Wednesday, May 7, 2025

Cirith Ungol - One Foot in Hell (1986)

One Foot in Hell was the first Cirith Ungol record I picked up on cassette, smitten after repeated exposures to the opening track "Blood and Iron" on Best of Metal Blade Volume 2, which I played so much that I infuriated all my family and another family that were camping together in New Hampshire over the summers. While that might be my go-to anthem among the band's catalogue, I was satisfied to find that the rest of the album is nearly on par, and for me the most evocative in terms of the dark fantasy/sword & sorcery that influenced the Californians both lyrically and sonically. They basically took everything great from the earlier album and covered it with a suit of iron, occasionally flecked with some rusty spikes to poison the blood of the impaled.

While other bands were ratcheting up the technically and extremity, Cirith Ungol were sticking to their formula and just making it more consistent and engaging. I mean, this album dropped in a year that also produced Master of Puppets and Reign in Blood, two discs that have done lengthy (and often competing) rotations as my metal GOATS, which make for quite a contrast against this simpler sound. This band was already becoming an anachronism by the mid 80s, but that's exactly what makes One Foot in Hell so damn cool, the stark and straightforward blend of riffs and atmosphere. I do actually think this one is less varied than its two predecessors, but the production feels a little more '80s' in line with a lot of the band's Metal Blade peers, there's more of a reverb and resonance coming out of the speakers that it exchanges for the jam room feels of its older siblings, and this works in tandem for the soaring, brooding chorus parts as in "Nadsokor". The whole album here feels like it was written and performed by orcs as they beat their siege machines together and prepare to roll across the realms, stamping out the civilizations of man, elf and dwarf...

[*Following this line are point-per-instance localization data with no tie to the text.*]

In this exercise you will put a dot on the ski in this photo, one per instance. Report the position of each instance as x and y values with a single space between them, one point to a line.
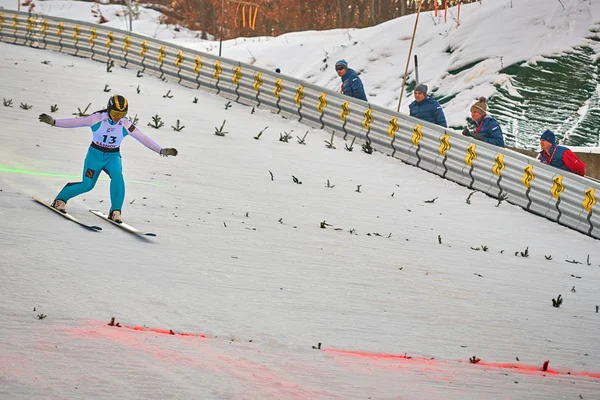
122 225
68 216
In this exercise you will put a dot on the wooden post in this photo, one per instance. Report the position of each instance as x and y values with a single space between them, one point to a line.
409 54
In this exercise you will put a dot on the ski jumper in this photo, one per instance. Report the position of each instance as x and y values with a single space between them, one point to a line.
103 155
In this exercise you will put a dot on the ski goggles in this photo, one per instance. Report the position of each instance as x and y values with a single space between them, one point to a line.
116 115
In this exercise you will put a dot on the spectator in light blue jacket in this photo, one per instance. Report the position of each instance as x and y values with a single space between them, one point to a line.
485 128
426 107
351 83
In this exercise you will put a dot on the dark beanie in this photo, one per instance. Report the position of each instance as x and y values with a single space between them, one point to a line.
421 89
480 106
548 136
342 63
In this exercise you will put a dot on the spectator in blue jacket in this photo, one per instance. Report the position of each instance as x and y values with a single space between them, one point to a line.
485 128
426 107
351 83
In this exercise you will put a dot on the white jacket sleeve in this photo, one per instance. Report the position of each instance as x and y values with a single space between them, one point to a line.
140 137
78 122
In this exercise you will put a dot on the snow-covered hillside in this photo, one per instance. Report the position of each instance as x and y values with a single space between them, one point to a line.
535 59
388 269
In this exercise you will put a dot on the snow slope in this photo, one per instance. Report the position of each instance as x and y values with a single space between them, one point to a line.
460 59
389 268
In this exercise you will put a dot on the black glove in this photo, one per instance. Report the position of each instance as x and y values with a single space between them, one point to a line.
168 152
45 118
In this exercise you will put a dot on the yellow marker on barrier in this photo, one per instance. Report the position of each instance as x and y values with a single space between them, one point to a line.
93 36
558 187
345 111
110 39
257 81
144 49
161 54
444 144
179 59
417 135
76 33
30 24
528 175
322 102
198 64
590 199
368 119
299 95
471 154
499 165
278 87
393 127
217 70
127 44
237 75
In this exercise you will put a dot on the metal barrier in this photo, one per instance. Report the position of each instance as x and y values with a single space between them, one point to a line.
560 196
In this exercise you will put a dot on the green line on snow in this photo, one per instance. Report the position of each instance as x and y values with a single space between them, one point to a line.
26 172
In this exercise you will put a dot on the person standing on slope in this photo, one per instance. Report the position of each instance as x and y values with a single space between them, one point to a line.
484 126
109 128
351 84
426 107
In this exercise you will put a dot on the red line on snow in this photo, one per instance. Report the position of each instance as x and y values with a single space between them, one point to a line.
540 370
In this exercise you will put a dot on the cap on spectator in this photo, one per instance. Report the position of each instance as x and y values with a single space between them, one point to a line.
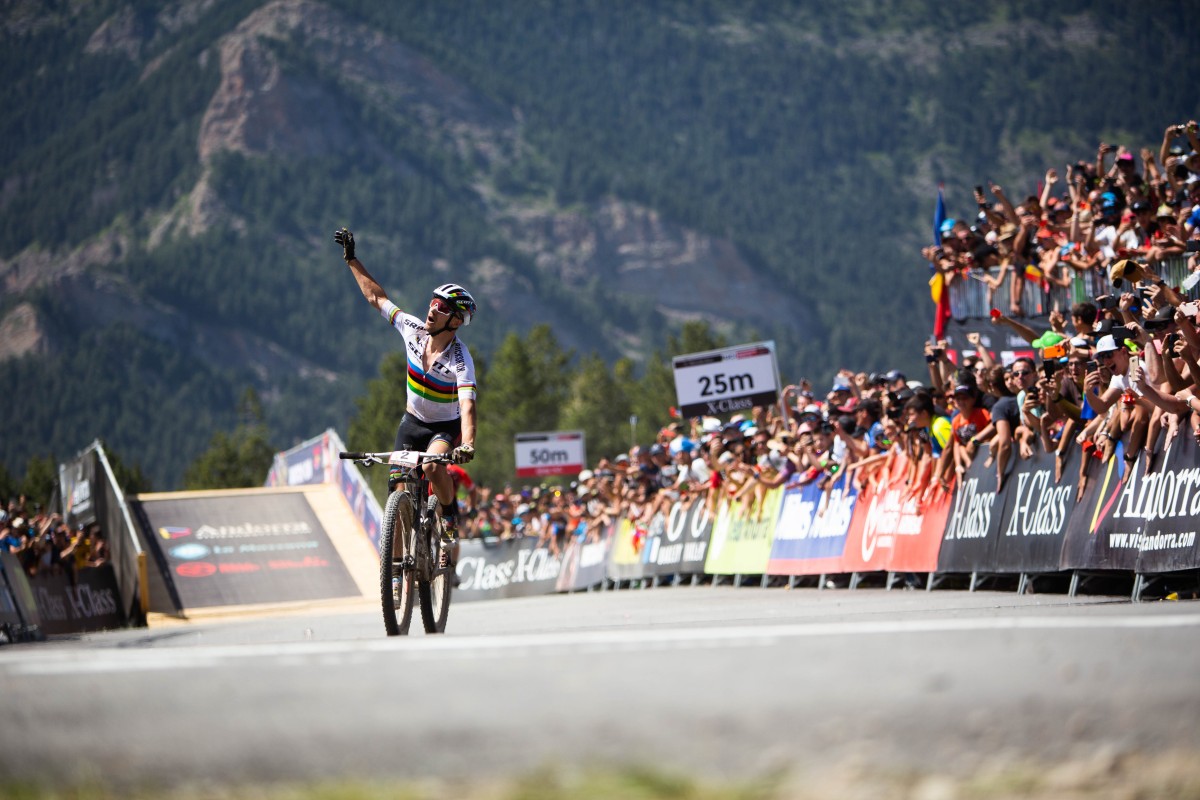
1048 340
1126 269
682 444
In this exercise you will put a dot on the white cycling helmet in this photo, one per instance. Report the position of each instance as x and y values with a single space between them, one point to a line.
459 298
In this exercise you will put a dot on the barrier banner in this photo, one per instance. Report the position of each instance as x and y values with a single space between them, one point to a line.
1036 515
91 603
21 607
810 535
741 542
316 462
697 529
243 546
671 539
625 557
893 530
973 524
514 567
1132 521
586 563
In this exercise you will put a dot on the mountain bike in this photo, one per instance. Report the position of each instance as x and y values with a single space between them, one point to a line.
412 557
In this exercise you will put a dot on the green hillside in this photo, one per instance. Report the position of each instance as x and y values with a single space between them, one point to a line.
808 137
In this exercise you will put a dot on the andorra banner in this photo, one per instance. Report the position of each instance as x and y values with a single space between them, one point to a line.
742 536
243 546
894 530
810 534
1128 519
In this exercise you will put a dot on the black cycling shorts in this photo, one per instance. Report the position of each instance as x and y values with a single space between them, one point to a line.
418 434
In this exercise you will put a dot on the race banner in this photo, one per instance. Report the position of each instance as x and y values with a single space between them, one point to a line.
677 540
975 522
586 561
550 453
742 536
1128 519
88 602
697 530
894 530
316 462
241 547
1036 513
810 535
514 567
731 379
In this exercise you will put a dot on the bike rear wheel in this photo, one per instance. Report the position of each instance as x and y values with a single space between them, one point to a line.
435 593
397 575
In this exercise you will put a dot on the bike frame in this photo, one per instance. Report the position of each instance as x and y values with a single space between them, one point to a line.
411 530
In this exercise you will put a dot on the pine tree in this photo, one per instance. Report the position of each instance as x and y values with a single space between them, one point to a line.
238 459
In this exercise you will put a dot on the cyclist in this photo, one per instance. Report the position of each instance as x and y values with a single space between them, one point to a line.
439 415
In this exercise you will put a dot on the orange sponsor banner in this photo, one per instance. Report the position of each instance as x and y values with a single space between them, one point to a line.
895 529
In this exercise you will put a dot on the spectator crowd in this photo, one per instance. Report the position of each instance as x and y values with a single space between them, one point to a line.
1117 367
46 545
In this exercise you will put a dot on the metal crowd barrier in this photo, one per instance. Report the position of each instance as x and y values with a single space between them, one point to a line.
970 295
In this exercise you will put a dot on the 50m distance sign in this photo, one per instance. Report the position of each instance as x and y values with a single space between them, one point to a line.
559 452
723 382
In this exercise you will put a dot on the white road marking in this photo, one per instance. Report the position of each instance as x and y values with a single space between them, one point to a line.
28 661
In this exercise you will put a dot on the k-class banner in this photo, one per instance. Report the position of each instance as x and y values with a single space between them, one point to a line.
1129 519
1019 529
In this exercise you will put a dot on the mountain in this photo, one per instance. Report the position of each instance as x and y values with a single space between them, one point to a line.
173 172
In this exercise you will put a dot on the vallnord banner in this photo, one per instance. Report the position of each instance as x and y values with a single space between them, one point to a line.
894 530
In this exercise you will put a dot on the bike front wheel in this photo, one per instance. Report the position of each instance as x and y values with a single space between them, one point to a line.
397 575
435 593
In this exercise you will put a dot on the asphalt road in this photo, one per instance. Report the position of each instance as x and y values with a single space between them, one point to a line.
717 681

...and for a 12 year old, that was MIGHTY FUCKING AWESOME. And still is! Whether because such an idea is timeless, or because I never stopped being 12, that's a conversation we can have another time, but judging by the band's continued popularity and the fact that the following three records they would produce over the 30+ years after this one, seem more like attempts to revisit this magic than that of the first two records. So I am not alone. Now, having heaped such praise upon this one, I can't quite say it's perfect, there's a little bit of goofiness here with the obvious party track "100 M.P.H.", which is fun in its outright, but sounds like they're trying to create their own "Ballroom Blitz", still keeping it well within the realm of the heavy metal lyrics, but had this one been replaced by another more serious piece like all its neighbors, the album would be even better than it is. Just saying. At least the lead at the end is really slick.

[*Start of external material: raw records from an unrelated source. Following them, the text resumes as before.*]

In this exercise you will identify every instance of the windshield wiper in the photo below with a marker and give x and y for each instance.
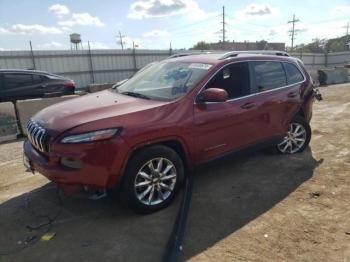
(138, 95)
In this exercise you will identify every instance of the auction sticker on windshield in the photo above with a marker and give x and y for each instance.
(200, 66)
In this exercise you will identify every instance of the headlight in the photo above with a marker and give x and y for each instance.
(90, 136)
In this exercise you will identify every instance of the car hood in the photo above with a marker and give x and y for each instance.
(92, 107)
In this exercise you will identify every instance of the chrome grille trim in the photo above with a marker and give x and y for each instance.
(38, 136)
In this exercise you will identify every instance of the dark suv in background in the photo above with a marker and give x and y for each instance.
(22, 84)
(148, 133)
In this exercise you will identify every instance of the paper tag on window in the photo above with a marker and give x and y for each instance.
(200, 66)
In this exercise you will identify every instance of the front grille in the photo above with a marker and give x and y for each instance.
(38, 136)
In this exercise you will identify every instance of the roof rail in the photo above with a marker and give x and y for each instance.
(259, 52)
(187, 54)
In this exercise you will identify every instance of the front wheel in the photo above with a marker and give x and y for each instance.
(297, 138)
(152, 179)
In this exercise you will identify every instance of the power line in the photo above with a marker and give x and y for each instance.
(293, 29)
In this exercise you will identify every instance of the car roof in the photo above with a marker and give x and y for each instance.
(223, 58)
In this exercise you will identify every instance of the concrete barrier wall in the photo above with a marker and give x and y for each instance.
(8, 122)
(28, 108)
(331, 76)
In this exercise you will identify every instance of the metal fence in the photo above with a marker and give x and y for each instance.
(312, 60)
(105, 66)
(83, 66)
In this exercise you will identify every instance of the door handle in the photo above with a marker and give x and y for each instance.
(248, 105)
(292, 94)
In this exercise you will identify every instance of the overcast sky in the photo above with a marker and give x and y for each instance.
(153, 24)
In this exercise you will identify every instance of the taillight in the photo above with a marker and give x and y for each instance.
(69, 84)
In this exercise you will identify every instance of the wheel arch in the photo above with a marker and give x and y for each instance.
(175, 143)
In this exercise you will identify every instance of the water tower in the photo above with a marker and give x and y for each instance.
(75, 41)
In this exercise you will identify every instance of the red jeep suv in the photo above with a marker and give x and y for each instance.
(146, 134)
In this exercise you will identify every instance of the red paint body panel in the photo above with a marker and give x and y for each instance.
(204, 131)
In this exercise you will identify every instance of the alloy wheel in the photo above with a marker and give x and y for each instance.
(294, 139)
(155, 181)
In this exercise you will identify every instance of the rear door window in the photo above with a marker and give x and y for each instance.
(14, 80)
(293, 74)
(234, 78)
(268, 75)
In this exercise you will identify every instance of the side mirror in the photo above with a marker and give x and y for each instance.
(213, 95)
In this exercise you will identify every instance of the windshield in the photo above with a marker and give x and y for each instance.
(166, 80)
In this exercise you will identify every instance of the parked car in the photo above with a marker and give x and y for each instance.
(147, 134)
(22, 84)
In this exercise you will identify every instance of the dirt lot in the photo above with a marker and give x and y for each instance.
(259, 207)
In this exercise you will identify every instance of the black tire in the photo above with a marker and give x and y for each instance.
(298, 120)
(138, 161)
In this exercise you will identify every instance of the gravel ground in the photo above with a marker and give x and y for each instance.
(257, 207)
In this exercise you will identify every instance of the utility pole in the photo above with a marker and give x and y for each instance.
(347, 37)
(293, 30)
(121, 42)
(223, 24)
(32, 54)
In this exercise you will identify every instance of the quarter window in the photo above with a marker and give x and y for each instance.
(268, 75)
(37, 79)
(17, 80)
(234, 79)
(293, 74)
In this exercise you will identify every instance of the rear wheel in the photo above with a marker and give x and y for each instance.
(152, 179)
(297, 138)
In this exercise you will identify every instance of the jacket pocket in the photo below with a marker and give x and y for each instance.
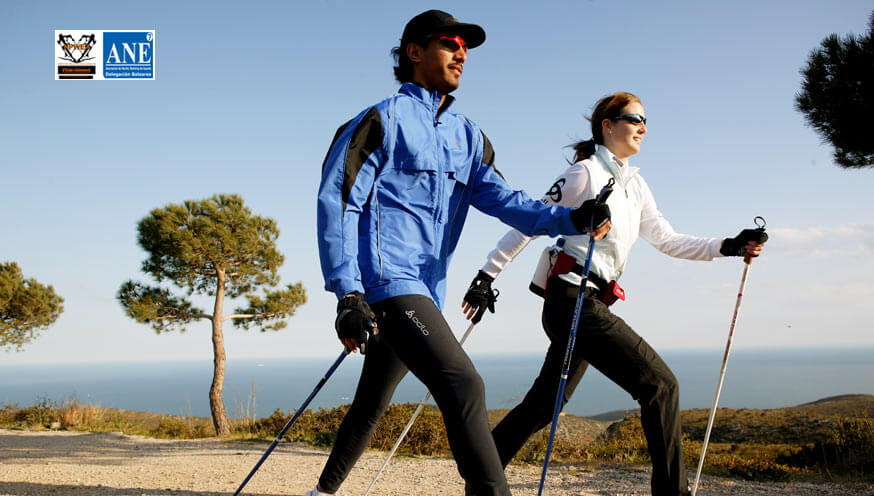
(413, 185)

Otherwise, this is everything you want. Tim Baker's harrowing vocals launch over the mix like a stone heaved over some poor castle's wall by a trebuchet, especially in the doomiest tunes like "Chaos Descends" or "Doomed Planet", where the voice is such a weapon against the slower churn of the guitars. The rhythm guitar tone has a lot more 80s steel to it than the 70s-cloaked earlier albums, and I also think the lead guitar blends in better where it often seemed to bleed a little on the debut. There is a bit of passivity to the drums, if only because they are just crushed by the awesome weight of the riffs and vocals, but in a way that works in its favor, and I'd say the same for the bass...it doesn't have that pop to it like it did on the first two, but it definitely bulks up enough to enforce the rhythms, and I think that approach just worked better for this material.

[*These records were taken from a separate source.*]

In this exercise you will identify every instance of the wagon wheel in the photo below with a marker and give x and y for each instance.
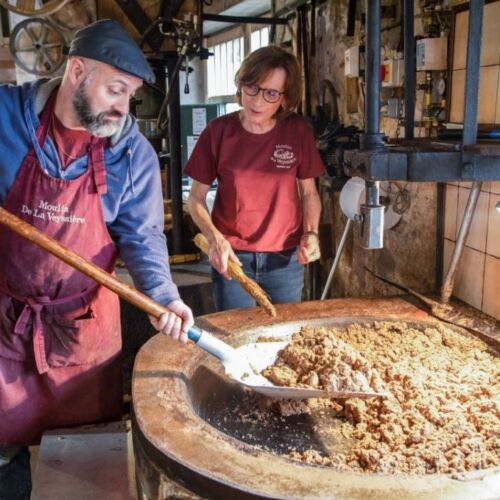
(36, 46)
(29, 9)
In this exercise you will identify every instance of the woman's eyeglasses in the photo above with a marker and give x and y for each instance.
(270, 95)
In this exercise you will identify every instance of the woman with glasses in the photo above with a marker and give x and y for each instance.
(266, 210)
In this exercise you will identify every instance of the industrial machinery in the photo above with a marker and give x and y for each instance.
(420, 160)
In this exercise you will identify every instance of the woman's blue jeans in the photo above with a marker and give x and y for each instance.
(279, 273)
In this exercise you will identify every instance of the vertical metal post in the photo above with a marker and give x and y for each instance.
(409, 55)
(175, 167)
(372, 100)
(372, 229)
(475, 34)
(476, 9)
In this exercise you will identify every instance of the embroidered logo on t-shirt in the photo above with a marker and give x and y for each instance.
(283, 156)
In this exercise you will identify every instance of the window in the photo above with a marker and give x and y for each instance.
(260, 38)
(222, 66)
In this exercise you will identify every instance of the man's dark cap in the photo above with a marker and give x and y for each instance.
(106, 41)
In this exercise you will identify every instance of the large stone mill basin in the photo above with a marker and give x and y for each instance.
(176, 389)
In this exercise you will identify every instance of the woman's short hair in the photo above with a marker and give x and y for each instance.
(257, 66)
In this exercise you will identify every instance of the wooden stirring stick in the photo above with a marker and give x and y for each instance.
(235, 271)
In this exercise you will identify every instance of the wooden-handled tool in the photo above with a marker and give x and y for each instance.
(238, 363)
(235, 271)
(102, 277)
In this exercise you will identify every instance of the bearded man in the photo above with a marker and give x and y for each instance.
(74, 164)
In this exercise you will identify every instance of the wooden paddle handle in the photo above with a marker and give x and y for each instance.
(102, 277)
(234, 270)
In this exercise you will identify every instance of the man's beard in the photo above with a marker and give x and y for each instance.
(98, 125)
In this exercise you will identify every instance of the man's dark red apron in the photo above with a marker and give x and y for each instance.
(59, 333)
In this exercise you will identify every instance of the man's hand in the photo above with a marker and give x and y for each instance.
(220, 253)
(176, 323)
(309, 248)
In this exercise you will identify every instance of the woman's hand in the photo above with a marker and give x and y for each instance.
(219, 255)
(175, 323)
(309, 248)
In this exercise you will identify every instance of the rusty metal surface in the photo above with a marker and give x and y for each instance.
(168, 390)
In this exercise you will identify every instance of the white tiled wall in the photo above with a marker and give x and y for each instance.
(477, 280)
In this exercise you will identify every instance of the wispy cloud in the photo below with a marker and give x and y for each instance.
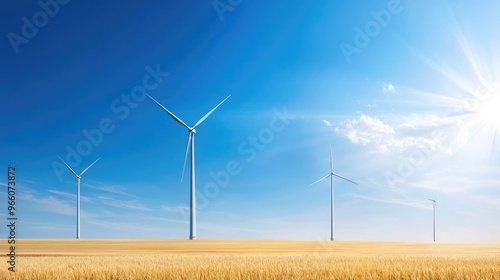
(69, 195)
(47, 203)
(120, 190)
(404, 134)
(176, 209)
(401, 201)
(126, 204)
(489, 201)
(388, 87)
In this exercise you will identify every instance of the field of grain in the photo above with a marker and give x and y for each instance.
(161, 259)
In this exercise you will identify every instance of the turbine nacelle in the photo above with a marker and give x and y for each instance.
(190, 146)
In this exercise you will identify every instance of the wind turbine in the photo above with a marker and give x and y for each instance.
(331, 175)
(78, 177)
(433, 219)
(192, 131)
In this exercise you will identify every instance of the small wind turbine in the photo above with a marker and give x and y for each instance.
(433, 219)
(331, 175)
(192, 131)
(78, 177)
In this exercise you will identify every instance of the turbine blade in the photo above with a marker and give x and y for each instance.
(187, 152)
(342, 177)
(170, 113)
(85, 170)
(208, 114)
(68, 166)
(320, 179)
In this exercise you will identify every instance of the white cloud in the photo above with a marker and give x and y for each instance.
(388, 88)
(401, 201)
(493, 202)
(177, 209)
(48, 204)
(127, 204)
(70, 195)
(407, 133)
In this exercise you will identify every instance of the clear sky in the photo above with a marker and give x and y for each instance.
(405, 92)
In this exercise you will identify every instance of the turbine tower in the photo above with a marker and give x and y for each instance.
(433, 219)
(78, 177)
(331, 175)
(192, 132)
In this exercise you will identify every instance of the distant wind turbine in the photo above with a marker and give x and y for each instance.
(331, 175)
(433, 219)
(192, 131)
(78, 177)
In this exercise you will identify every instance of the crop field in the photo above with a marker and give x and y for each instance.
(234, 259)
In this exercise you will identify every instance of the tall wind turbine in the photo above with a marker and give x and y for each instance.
(331, 175)
(78, 177)
(192, 131)
(433, 219)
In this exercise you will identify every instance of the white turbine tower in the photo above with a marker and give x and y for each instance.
(433, 219)
(331, 175)
(78, 177)
(192, 131)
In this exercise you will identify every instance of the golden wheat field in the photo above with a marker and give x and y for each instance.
(161, 259)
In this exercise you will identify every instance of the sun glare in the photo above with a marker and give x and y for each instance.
(489, 109)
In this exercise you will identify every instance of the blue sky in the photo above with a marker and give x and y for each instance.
(405, 92)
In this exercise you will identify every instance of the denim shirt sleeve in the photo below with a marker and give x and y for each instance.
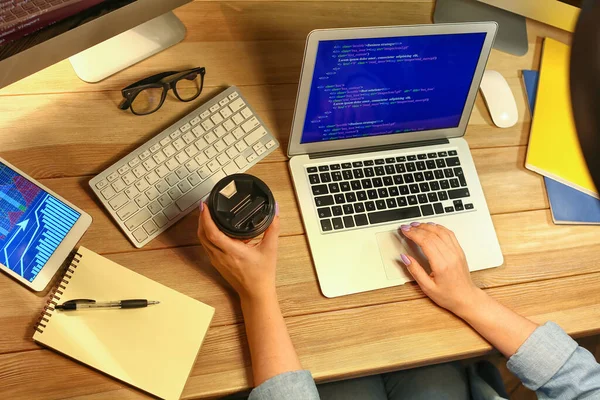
(552, 364)
(296, 385)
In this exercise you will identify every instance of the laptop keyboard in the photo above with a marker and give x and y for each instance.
(375, 191)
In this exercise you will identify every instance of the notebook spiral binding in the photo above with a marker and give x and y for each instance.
(56, 293)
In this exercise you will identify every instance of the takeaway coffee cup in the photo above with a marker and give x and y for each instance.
(242, 206)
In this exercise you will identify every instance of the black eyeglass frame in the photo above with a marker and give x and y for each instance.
(165, 80)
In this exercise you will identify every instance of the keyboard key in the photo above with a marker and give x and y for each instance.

One Foot in Hell is a bonafide American metal classic that deserves to be placed on the same pedestal as classics from Manowar or Twisted Sister, and to this day remains my favorite of the whole Cirith Ungol canon. It has one track that doesn't live up to the rest for me, sure, and it got absolutely buried the year it came out by so many other amazing releases, but it's totally timeless, sounding just as potent now as it did when I was hitting puberty. I think the band really hit the level they wanted musically, and where they would remain barring slight tweaks to production and aggression. A nice "Waaagh!" we could stick in the faces of our poseur friends and siblings who listened to Poison and Bon Jovi.